Some Tips for Managing Dynamic Memory

The more you use the heap, the more fragmented it gets and the more slowly your program runs. If your program is supposed to run for hours or days at a time, you have to be careful. It's better to allocate all the memory you need when your program starts and then free it when the program exits, but that's not always possible. The CString class is a nuisance because it's constantly allocating and freeing little bits of memory. Fortunately, MFC developers have recently made some improvements.

Don't forget to call _heapmin every once in a while if your program allocates blocks larger than the small-block heap threshold. And be careful to remember where heap memory comes from. You'd have a big problem, for instance, if you called HeapFree on a small-block pointer you got from new.

Be aware that your stack can be as big as it needs to be. Because you no longer have a 64-KB size limit, you can put large objects on the stack, thereby reducing the need for heap allocations.
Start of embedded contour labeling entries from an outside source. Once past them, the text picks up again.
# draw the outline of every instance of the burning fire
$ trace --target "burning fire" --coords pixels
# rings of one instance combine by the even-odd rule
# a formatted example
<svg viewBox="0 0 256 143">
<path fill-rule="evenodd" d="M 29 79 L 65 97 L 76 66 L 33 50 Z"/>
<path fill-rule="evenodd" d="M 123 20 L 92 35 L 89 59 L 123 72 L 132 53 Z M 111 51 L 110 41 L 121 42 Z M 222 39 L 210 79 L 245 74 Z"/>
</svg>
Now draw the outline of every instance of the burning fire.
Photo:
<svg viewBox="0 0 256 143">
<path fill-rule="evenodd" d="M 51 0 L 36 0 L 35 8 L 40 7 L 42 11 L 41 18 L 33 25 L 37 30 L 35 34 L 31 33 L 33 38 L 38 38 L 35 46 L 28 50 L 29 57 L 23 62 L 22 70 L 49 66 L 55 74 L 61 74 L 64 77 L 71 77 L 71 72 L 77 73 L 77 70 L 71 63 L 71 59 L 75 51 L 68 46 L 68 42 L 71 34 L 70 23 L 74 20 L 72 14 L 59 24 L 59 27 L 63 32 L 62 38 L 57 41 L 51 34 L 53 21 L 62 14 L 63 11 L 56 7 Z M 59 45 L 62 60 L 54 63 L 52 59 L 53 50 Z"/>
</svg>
As in Win16, your program doesn't run at full speed and then suddenly throw an exception when Windows runs out of swap space. Your program just slowly grinds to a halt, making your customer unhappy. And there's not much you can do except try to figure out which program is eating memory and why. Because the Windows 95 USER and GDI modules still have 16-bit components, there is some possibility of exhausting the 64-KB heaps that hold GDI objects and window structures. This possibility is pretty remote, however, and if it happens, it probably indicates a bug in your program.